Nun sind erstmals die Grünen die sich seit Jahren für das Thema Transparenz engagieren, Teil einer Bundesregierungskoalition – und wieder steht die Abschaffung des Amtsgeheimnisses und die Schaffung echter Informationsfreiheit im Regierungsprogramm. Ausverhandelt von der heutigen Justizministerin Alma Zadic´ und Nationalratspräsident Wolfgang Sobotka – dem Vernehmen nach nicht ohne eine Ehrenrunde, weil der Övp-spitze die Vereinbarungen zu weit gingen –, soll nun endlich der „gläserne Staat“kommen, wie es seit Beginn der Koalition heißt.
Jetzt geht es „in die Zielgerade“, Österreich in die „Champions League“der Transparenz zu befördern, wie es Vizekanzler und Grünen-chef Werner Kogler verspricht. Gestern haben die Beratungen darüber, wie das gesamte Transparenzpaket aussehen soll, mit den anderen Nationalratsparteien begonnen. Diese Verhandlungen braucht es, weil das Amtsgeheimnis als Verfassungsmaterie nur mit einer Zweidrittelmehrheit abgeändert oder beschränkt werden kann genauso wie für die Schaffung von Auskunftsrechten, die auch die Länder binden.
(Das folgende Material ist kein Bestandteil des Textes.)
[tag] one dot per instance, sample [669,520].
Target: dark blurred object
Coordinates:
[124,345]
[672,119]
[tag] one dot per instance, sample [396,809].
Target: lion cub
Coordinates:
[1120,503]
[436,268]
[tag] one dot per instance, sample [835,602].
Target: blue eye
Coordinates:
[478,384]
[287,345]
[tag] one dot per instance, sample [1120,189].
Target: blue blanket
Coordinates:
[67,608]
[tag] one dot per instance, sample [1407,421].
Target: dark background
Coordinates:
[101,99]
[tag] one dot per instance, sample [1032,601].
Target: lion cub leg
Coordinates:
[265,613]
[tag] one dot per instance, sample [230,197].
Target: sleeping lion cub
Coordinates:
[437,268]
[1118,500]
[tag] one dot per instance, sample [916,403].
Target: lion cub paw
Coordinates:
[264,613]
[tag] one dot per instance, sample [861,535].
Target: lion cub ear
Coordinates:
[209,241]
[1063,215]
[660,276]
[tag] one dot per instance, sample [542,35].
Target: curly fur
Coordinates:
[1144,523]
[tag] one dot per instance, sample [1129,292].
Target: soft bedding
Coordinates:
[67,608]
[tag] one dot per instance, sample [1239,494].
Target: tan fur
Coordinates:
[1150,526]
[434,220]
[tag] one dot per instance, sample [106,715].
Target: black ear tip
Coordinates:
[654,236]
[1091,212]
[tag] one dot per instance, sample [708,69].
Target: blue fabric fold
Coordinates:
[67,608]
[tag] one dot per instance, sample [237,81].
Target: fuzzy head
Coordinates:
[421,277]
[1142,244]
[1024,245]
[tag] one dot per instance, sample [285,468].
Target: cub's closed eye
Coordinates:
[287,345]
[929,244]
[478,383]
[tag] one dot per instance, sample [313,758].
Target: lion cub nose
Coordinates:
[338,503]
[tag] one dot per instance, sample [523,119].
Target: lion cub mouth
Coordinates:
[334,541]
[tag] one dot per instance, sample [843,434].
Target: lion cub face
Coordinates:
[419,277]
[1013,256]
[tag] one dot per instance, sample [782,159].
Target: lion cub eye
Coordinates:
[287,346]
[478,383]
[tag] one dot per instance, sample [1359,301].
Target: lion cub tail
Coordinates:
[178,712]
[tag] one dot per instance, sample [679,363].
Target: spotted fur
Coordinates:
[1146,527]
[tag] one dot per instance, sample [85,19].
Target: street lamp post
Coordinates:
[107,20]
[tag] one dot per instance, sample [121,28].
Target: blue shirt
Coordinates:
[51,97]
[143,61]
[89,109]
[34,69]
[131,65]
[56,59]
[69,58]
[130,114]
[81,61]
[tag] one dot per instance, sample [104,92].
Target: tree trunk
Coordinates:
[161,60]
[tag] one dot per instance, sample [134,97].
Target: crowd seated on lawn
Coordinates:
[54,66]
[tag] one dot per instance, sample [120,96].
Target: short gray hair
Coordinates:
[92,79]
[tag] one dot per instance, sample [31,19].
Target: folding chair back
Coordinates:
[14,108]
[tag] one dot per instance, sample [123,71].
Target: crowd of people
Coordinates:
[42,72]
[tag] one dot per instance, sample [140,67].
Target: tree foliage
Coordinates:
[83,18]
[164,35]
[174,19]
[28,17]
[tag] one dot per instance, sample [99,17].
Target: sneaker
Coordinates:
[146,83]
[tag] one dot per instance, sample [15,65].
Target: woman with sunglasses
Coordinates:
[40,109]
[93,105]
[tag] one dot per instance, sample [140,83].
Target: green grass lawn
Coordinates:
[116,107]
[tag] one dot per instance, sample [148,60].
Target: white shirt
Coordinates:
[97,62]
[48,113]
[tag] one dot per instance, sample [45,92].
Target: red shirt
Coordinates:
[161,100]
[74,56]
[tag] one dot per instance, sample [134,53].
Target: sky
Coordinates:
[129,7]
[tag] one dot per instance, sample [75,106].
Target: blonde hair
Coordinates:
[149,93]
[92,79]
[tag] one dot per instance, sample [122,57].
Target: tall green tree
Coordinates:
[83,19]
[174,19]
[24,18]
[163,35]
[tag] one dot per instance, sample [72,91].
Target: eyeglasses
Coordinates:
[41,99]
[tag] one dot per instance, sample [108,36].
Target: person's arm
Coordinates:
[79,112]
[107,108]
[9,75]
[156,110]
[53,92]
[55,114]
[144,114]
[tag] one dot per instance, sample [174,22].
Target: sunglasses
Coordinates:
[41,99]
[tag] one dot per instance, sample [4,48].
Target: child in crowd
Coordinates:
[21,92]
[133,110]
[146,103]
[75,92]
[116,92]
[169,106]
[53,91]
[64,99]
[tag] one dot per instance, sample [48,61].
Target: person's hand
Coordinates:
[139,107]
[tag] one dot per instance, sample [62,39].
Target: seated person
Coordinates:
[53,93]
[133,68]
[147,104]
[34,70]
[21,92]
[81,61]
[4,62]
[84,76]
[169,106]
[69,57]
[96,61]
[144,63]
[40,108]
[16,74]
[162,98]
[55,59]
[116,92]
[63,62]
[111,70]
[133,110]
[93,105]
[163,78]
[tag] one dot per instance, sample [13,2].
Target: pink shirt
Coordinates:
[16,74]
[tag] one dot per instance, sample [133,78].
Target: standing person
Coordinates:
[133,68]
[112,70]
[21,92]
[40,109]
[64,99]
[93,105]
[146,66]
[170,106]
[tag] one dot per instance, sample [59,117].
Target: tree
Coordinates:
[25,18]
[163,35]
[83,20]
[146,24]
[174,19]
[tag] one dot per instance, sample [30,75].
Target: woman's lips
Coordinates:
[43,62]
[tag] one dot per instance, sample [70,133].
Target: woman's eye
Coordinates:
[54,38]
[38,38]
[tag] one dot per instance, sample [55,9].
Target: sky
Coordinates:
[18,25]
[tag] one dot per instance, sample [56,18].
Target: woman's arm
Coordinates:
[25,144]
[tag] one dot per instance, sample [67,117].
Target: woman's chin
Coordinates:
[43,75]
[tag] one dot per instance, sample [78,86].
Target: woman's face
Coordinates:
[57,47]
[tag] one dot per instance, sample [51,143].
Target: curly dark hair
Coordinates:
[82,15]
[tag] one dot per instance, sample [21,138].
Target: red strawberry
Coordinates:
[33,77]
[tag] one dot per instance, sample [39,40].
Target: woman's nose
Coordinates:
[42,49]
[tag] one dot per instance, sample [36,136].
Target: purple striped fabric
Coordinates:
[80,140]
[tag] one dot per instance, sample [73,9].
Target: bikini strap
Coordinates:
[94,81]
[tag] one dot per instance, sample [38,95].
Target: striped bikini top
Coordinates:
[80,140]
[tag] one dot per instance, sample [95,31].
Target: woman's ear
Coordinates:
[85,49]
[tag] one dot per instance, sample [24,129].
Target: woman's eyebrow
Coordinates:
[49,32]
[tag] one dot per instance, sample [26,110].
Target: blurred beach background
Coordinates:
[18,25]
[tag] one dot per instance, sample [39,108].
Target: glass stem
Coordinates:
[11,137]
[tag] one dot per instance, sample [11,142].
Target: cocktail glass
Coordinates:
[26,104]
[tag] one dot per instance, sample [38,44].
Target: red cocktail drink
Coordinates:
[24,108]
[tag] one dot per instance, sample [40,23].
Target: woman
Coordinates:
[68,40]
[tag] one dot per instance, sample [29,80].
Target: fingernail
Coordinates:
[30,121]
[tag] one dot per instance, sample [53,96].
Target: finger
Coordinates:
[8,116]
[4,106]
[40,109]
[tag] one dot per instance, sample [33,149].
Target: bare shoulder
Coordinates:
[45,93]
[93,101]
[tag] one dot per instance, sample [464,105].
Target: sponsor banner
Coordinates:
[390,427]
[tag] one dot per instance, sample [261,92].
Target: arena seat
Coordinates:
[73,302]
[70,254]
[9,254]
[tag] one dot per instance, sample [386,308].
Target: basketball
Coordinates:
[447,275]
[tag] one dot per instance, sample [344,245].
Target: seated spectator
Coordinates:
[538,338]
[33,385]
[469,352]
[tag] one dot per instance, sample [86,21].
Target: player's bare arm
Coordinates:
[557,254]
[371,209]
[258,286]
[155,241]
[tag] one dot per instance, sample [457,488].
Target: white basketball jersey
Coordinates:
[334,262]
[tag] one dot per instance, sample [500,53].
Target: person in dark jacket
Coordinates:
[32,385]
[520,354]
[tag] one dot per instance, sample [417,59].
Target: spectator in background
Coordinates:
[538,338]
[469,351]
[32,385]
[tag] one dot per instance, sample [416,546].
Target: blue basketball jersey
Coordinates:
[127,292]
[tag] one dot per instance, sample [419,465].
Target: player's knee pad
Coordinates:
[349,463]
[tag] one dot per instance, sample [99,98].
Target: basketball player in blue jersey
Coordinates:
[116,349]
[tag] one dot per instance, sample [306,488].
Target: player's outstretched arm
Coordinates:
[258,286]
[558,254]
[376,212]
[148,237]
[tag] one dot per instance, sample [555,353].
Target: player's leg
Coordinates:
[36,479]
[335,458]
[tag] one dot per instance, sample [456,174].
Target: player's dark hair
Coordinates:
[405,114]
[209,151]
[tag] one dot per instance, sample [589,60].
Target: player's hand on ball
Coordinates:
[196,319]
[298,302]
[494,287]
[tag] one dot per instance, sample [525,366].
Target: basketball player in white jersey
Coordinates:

Dazu braucht die türkis-grüne Koalition zumindest auch die Stimmen von SPÖ oder FPÖ. Die grüne Klubobfrau Sigrid Maurer ist guter Dinge, hier bald Einvernehmen herstellen zu können – bis zum Sommer soll ein konkreter Gesetzesvorschlag vorliegen, Anfang nächsten Jahres könnte ein neues „Informationsfreiheitsgesetz“in Kraft treten.